El cine como espectáculo, como entretenimiento y hasta como venganza, en ese final en el que el joven Spielberg/Fabelman le da su merecido al acosador del colegio con una ficción. También aparece el cine como revelador de la verdad en uno de los mejores momentos de la película. La ficción, la imagen grabada y reproducida revela al protagonista la realidad que nadie quería ver. Esa mano entrelazada de su madre —una Michelle Williams con demasiados mohínes— con su amigo que hace girar la película hacia su verdadero corazón. Los Fabelman es una película sobre el cine, sí, pero sobre todo es una película sobre su eterno trauma, el divorcio de sus padres, y es ahí donde el director no consigue emocionar.
Los Fabelman como disección del final de la relación que articula la vida en familia es propia más del niño creador que del autor maduro que realmente es Spielberg. Es ahí donde nos encontramos ante una película ñoña y ensimismada, la mirada de un autor al que solo le importa que sus padres se separaran, abstrayendo la historia de cualquier contexto social y político. La casa y el instituto del protagonista parecen existir solo en la imaginación de Spielberg. Es como si no ocurriera nada fuera. Ni en las calles, ni en las noticias. Es una película que podría ambientarse en cualquier época y sería la misma, y eso dice poco de la capacidad de observación y de análisis del autor para enriquecer su historia.

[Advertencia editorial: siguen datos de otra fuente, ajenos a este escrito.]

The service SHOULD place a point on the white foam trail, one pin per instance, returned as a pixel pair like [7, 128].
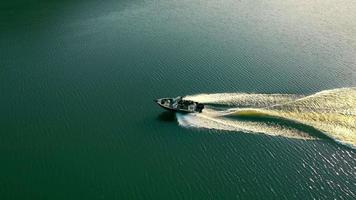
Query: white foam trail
[243, 99]
[333, 112]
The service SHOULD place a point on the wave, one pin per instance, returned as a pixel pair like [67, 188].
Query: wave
[330, 112]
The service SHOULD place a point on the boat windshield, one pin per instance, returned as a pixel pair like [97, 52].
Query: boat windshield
[177, 99]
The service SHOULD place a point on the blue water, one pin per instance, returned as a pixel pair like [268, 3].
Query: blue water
[77, 80]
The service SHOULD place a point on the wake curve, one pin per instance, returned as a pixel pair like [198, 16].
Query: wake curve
[332, 112]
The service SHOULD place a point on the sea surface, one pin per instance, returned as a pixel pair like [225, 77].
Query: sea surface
[78, 80]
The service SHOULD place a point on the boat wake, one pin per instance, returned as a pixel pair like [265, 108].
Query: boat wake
[330, 113]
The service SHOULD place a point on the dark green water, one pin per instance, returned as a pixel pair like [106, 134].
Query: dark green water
[77, 81]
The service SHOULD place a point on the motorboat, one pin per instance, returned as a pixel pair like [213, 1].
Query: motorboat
[178, 104]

A la película de Spielberg también le perjudica coincidir casi en el tiempo con Armageddon Time, el filme donde James Gray mira a su infancia para hablar del momento exacto donde fue consciente de su privilegio. Mientras que en Gray la emocionante mirada a la familia queda engrandecida por lo social y político, mostrando que las relaciones personales están atravesadas por todo ello; Spielberg cuenta su historia convencido de lo contrario, una mirada infantil y naif.
Es por eso que Los Fabelman termina sintiéndose como una película desequilibrada, llena de momentos de una belleza apabullante, como ese niño que ve el haz de luz de la proyección en sus manos o el baile de la madre iluminada con los faros del coche. Algunos que dejan clara la maestría y la inteligencia de Spielberg, como cuando el protagonista se imagina rodando la discusión que tiene su familia y lo ve reflejado en un espejo. Es ahí donde la película adquiere fuerza y donde apunta a un tema que se aborda en una de las mejores escenas del filme, cuando el tío lejano —increíble Judd Hirsch que en ocho minutos consigue emocionar y que por ellos ha logrado una merecida nominación al Oscar—, en la intimidad de la habitación, le dice al adolescente que sabe que para él lo más importante es el cine. No es su familia. Ni siquiera la vida real, sino contar historias, y que eso le destrozará. Una frase lapidaria y que, de alguna forma, define el principal problema de la película.
Como Spielberg se sabe todos los trucos, termina, además, su película con una escena para el recuerdo. Un encuentro del protagonista con un cineasta mítico que se encarna en la pantalla gracias a un cameo que conviene mantener en secreto para que el espectador salga de la pantalla con la emoción de descubrirlo. Los Fabelman es una película hermosa donde uno observa los mejores momentos del director, pero de la que se esperaba más profundidad al tratarse de la obra más personal de uno de los autores más importantes de la historia del cine moderno.